Perhaps you or a loved one in New York City had a condition misdiagnosed by a negligent doctor. Perhaps that error led to unnecessary treatments and irreversible physical harm as well as emotional suffering. Sadly, there’s a form of dementia that is particularly at risk for misdiagnosis, and it’s called Lewy body dementia.
LBD is not necessarily rare
The Lewy bodies referred to in the name are protein deposits that develop in brain cells and impair a person’s cognitive and motor skills. The symptoms, which include cognitive difficulties, trouble moving, apathy, depression and hallucinations, are not exactly unique to LBD. For this reason, many are misdiagnosed as having Alzheimer’s disease, Parkinson’s disease or a psychiatric disorder.
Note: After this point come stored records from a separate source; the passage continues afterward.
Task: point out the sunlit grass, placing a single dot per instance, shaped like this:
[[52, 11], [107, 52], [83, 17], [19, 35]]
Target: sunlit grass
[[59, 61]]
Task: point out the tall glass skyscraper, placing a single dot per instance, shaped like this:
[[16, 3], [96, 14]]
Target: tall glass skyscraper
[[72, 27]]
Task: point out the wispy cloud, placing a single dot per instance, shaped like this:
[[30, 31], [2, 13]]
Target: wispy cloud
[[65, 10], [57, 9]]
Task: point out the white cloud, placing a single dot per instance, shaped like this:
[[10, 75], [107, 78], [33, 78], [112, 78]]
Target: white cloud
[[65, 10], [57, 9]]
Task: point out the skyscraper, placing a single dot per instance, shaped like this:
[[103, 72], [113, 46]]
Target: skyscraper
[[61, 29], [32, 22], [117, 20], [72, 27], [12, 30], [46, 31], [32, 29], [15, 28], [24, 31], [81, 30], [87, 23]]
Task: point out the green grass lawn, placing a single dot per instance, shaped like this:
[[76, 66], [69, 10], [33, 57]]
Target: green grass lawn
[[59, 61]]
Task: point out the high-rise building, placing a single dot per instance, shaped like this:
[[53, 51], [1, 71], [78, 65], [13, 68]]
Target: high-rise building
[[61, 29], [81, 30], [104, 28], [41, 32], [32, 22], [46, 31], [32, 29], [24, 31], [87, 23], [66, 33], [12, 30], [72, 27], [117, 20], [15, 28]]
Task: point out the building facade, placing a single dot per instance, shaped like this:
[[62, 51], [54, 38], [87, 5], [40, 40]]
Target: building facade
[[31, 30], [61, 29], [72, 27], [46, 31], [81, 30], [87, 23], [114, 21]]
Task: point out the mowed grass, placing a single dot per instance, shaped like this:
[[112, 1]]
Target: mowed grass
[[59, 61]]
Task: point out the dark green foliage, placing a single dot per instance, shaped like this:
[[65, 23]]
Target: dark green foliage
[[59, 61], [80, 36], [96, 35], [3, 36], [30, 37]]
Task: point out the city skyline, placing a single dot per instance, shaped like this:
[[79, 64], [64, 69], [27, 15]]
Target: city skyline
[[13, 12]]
Yet there are more than 1.4 million Americans with LBD, making it more widespread than muscular dystrophy, cerebral palsy and ALS combined. Actor and comedian Robin Williams, who committed suicide in 2014, was known to have had LBD.
No unique patterns to discern
Doctors cannot speak of a “typical” LBD patient. They don’t know who gets it and how it is contracted, though they have seen several trends: First, that men more than women suffer from it; and second, that those over the age of 60 are especially prone to having it. It can affect the healthiest and most fit. Most patients live five to eight years after being diagnosed.
Diagnostic errors and malpractice law
Diagnostic errors are one of the leading forms of medical malpractice, along with surgical errors, and they can include misdiagnoses, delayed diagnoses and delays in the communication of a diagnosis. If the error you suffered from was clearly the result of negligence, then you may want a lawyer to take on your case and negotiate on your behalf for a fair settlement. If this fails to produce the desired results, you may consider litigation.